Wednesday, June 22, 2011
Grown Man Holding a Teddy Bear
There's a painting of a grown man holding a teddy bear. It's hanging in Trevor's local gallery.
"How is this art?" he asks his wife Sophie. "Some dumb asshole has just painted a picture of a grown man holding a teddy bear and some other dumb asshole has declared that it's art. It's bullshit. Oh, nine hundred dollar bullshit by the way."
"Look at his eyes," Sophie says. "Something has happened. In his life I mean. He's sad. And lonely. And angry. God, look at his face. He's angry."
"I'm fucking angry," says Trevor. "Some dick faced dickhead is going to make nine hundred dollars from that. Do you know how many hours I have to work to make nine hundred dollars?"
"About fifteen I guess."
"Yeah, well. It probably took him about five minutes to paint that shit," says Trevor.
"It's haunting. I think his wife has left him and she's taken the kids. Or they're dead. Look at his fists. His hair. Jesus, this is really affecting me."
"Yeah, it's affecting me too," says Trevor. "Makes me want to stab some bullshit artist in the face with a hammer."
Sophie is silent for a few moments. Her eyes are fixed on the painting. She's crying now.
"Here we go," says Trevor.
Sophie turns to her husband.
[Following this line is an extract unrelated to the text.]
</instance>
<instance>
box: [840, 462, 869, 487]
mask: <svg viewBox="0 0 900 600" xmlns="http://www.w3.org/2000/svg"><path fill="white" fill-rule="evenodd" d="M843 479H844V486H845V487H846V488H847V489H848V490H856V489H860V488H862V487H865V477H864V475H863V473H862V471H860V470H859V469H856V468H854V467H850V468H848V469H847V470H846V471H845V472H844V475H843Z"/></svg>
Her hands are shaking.
"I know about her," she says. Her voice is not strong.
"Nothing's going on," says Trevor. "I swear to god."
"I'm not talking about that skank slut Julie, Trevor. I'm talking about the woman in that painting."
"All I see up there is a grown assed man and a teddy bear. Not a woman in sight."
"That's our daughter's teddy bear," Sophie says.
"Our daughter's what?"
"I'm leaving," Sophie says.
"Hold up," says Trevor. "Let me grab my coat."